Ankle pain is one of the
most typical injuries in running. Your ankle absorbs a lot of the force during
running, and excessive pain can sideline even experienced runners. Understanding
the common causes of ankle pain while running is essential to diagnosing the
problem and relieving the pain sensation.
Inversion sprain
Sprained ankles are one of the most typical running injuries, especially trail running. An inversion sprain takes place when the ankle is rolled towards the inside of the leg, causing strain and tearing around the tendons on the outside of the ankle. If you suffer from from an inversion sprain, take a minimum of a week off from running and lower your mileage upon resumption of running activities.
Achilles tendinitis
Your Calf msucles is the thickest and strongest tendon within your body, it connects your heel for your ankle. If you are experiencing pain at the back of your ankle, your Calf msucles could be to blame.
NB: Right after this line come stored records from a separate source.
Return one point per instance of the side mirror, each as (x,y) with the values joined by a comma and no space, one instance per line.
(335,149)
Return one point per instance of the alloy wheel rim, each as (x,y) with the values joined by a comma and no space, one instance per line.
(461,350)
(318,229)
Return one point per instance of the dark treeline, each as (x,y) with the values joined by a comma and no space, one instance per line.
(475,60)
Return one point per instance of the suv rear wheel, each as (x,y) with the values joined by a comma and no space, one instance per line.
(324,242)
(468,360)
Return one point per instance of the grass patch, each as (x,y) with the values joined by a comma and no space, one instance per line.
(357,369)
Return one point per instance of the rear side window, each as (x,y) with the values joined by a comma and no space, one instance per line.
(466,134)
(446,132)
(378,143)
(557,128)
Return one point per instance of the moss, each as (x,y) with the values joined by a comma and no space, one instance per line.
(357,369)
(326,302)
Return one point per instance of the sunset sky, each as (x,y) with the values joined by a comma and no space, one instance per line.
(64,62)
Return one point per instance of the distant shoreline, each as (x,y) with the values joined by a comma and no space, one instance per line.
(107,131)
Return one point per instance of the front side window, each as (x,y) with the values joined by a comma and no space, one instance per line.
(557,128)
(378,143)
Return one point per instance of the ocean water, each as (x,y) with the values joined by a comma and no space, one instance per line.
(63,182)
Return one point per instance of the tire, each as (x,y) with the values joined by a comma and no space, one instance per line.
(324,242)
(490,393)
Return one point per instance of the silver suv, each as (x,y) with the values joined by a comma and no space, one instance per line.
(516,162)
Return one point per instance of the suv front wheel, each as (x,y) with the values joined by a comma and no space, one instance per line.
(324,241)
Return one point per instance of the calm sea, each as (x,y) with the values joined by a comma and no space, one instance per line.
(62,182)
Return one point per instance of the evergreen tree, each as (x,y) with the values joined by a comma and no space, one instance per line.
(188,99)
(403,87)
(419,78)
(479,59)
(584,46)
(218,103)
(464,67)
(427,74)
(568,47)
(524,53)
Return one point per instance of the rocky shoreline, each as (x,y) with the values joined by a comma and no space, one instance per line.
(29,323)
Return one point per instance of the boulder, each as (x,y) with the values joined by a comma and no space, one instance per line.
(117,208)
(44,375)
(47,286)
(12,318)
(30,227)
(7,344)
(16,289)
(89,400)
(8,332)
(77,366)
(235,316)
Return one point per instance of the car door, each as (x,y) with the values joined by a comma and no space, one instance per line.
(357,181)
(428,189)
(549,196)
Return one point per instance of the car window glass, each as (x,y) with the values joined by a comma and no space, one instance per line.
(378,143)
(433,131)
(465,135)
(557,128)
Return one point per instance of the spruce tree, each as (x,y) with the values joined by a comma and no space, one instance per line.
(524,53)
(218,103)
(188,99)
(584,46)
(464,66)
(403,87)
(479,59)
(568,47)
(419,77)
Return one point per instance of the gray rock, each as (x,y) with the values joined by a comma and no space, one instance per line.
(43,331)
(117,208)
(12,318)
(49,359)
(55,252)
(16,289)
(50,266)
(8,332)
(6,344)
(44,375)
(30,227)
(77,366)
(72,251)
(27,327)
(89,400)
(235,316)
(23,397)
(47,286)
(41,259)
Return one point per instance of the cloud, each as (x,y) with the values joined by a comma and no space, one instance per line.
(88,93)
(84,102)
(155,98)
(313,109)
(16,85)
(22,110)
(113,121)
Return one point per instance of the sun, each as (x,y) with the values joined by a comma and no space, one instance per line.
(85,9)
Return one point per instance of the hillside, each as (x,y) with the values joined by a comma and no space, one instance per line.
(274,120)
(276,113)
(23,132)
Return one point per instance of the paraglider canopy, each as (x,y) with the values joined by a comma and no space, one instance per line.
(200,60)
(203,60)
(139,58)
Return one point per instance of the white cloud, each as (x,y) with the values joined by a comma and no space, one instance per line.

Common reasons for Achilles tendinitis include overuse and improper form. Runners transitioning to minimalist athletic shoes often report Achilles tendinitis due to the rapid alternation in running form associated with minimalist shoes. If you feel your ankle pain is a result of Achilles tendinitis, rest your legs for several days then ease back into running with cross-training workouts.
Inversion sprain
Sprained ankles are one of the most typical running injuries, especially trail running. An inversion sprain takes place when the ankle is rolled towards the inside of the leg, causing strain and tearing around the tendons on the outside of the ankle. If you suffer from from an inversion sprain, take a minimum of a week off from running and lower your mileage upon resumption of running activities.
Achilles tendinitis
Your Calf msucles is the thickest and strongest tendon within your body, it connects your heel for your ankle. If you are experiencing pain at the back of your ankle, your Calf msucles could be to blame. Common reasons for Achilles tendinitis include overuse and improper form. Runners transitioning to minimalist athletic shoes often report Achilles tendinitis due to the rapid alternation in running form associated with minimalist shoes. If you feel your ankle pain is a result of Achilles tendinitis, rest your legs for several days then ease back into running with cross-training workouts.